Ainda na parte de reconhecimento a quem tem auxiliado ao Museu, não posso deixar de mencionar Frances Reynolds, CEO da Inclusartiz, grande apoiadora de diversas iniciativas da recomposição dos acervos do Museu Nacional/UFRJ, tendo, inclusive, auxiliado nas ações com as autoridades do Museu Nacional da Dinamarca. É importante reconhecer os esforços da Trevo Soluções em Comunicação que, através de Márcio Martins e sua equipe, tem batalhado nas questões com a mídia, particularmente desafiadoras no caso do Manto. Também gostaria de destacar o apoio do chefe de Gabinete da Reitoria da UFRJ, Hélio de Mattos Alves, sempre presente para ajudar nas mais distintas demandas, antes e durante o evento do dia 12 de setembro. 

É fundamental destacar o incansável trabalho do embaixador Rodrigo Azeredo que agora se encontra como embaixador do Brasil na Noruega. Foram diversas reuniões e intervenções em questões burocráticas, muitas nada triviais. Também cabe agradecimento à Renata Baltar, consultora da UNESCO, que tem trabalhado em diversas aquisições de novos acervos para a instituição dentro da campanha Recompõe. Como não poderia deixar de ser, um especial reconhecimento às autoridades da Dinamarca, em especial ao Museu Nacional da Dinamarca, pela confiança na doação do Manto que eles cuidaram por tantos séculos! Aumenta em muito a nossa responsabilidade, ao mesmo tempo que demonstra estarmos no caminho certo da reconstrução.

A equipe que participou diretamente dos cuidados com a chegada do Manto Tupinambá. Foto: Diogo Vasconcellos (MN/UFRJ)
Parte da equipe que participou diretamente dos cuidados com a chegada do Manto Tupinambá. Foto: Diogo Vasconcellos (MN/UFRJ)

Por último, tem que ser reconhecido todo o trabalho feito pela Casa o que, confesso, enche este diretor de orgulho! Mais diretamente, as equipes da Ana Amaral do LCCR e da Thais Mayumi do SEMU! Sim, foram algumas noites mal dormidas devido às preocupações com diversos aspectos relativos ao Manto, em especial devido a sua fragilidade e importância. Também tem que ser reconhecido o trabalho do Setor de Etnologia e Etnografia (SEE), em especial de João Pacheco de Oliveira, que, apesar de aposentado, ajudou no início desse processo com a importante mediação com os tupinambás, em especial aos da Serra do Padeiro. Gostaria de ressaltar o trabalho de Gabriela Evangelista e Renato da Costa do Núcleo de Comunicação e Eventos; as inúmeras ações, muitas emergenciais de Wagner Martins, Mariah Martins (que coordenou com a Presidência a organização do evento), Juliana Sales, Robson Mendes e diversos outros profissionais da Administração. Outros setores também fizeram parte dos trabalhos, tais como o Núcleo de Atendimento ao Público (NAP), os trabalhadores terceirizados da segurança, limpeza e portaria e tantos outros que se dedicaram muito para o Museu nesta e em outras ocasiões.

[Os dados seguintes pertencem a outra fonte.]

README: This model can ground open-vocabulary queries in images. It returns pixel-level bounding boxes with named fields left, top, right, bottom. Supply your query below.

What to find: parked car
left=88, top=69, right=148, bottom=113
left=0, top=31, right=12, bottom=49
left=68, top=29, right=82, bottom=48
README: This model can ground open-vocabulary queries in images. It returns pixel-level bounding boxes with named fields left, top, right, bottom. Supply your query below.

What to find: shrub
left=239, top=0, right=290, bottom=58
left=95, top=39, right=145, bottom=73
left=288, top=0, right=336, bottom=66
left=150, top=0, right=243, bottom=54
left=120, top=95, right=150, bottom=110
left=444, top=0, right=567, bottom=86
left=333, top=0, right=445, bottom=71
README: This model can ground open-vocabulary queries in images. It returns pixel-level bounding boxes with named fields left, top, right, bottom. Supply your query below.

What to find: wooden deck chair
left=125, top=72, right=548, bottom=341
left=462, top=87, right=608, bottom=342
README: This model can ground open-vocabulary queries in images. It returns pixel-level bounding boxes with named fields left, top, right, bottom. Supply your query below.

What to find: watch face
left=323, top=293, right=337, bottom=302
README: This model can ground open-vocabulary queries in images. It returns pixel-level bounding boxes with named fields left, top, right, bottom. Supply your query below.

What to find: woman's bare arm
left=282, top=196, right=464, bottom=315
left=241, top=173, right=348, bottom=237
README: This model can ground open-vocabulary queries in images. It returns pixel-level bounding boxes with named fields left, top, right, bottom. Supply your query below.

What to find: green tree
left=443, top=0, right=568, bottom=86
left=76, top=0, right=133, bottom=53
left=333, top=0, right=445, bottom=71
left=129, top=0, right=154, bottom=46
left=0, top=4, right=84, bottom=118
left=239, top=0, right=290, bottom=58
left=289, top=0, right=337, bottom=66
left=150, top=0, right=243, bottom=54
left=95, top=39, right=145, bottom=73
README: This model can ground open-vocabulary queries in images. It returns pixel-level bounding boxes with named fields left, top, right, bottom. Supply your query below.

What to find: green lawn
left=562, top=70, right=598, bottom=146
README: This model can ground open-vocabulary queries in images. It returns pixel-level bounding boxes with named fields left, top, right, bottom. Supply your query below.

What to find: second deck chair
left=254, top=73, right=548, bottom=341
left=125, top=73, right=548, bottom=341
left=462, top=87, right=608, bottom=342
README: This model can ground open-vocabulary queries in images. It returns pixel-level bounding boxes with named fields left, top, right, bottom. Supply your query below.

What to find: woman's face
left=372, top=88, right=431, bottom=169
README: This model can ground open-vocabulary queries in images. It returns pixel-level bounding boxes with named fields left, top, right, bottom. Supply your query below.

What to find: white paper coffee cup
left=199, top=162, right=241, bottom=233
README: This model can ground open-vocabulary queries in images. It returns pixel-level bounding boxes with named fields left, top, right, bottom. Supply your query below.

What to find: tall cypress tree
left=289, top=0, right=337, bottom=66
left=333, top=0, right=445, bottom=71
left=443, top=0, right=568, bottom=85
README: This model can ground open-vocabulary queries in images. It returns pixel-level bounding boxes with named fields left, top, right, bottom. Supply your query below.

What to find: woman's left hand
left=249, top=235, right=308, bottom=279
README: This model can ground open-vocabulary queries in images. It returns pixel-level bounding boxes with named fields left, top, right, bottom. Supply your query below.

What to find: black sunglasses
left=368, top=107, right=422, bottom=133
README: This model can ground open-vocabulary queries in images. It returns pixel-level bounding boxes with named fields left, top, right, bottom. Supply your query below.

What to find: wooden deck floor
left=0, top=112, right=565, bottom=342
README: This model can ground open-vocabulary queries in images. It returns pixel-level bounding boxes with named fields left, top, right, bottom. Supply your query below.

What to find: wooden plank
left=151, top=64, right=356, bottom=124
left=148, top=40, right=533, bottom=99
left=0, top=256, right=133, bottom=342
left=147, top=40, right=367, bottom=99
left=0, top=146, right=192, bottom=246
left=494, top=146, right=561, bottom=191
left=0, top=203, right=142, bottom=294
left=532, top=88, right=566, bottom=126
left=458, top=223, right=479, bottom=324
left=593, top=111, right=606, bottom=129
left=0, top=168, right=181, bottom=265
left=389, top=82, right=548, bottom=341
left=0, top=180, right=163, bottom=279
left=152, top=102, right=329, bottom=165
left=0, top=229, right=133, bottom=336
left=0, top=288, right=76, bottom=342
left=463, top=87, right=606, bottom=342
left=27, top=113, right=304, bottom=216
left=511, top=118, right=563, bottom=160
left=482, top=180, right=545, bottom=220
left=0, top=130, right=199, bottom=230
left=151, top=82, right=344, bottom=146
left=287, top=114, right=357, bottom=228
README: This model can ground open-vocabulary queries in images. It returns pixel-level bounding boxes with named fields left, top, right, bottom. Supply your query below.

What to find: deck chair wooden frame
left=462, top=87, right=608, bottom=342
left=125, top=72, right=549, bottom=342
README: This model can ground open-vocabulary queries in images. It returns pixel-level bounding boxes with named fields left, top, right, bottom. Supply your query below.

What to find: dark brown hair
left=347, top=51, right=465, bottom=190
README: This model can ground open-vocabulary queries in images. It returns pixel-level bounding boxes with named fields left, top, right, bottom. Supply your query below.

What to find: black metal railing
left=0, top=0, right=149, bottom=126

E não podia deixar de fazer um agradecimento especial à vice-diretora, Andrea Costa, que, com suporte de todos, fez um excelente trabalho, muito elogiado! Também sei que todos que estiveram presentes nesse evento do Manto, ocorrido entre 8 e 12 de setembro, se emocionaram muito, vendo os tupinambás celebrando o seu ente sagrado! Valeu a pena! 

 

 

Palavra da Direção, artigo de opinião publicado no Harpia Nº 30, outubro de 2024.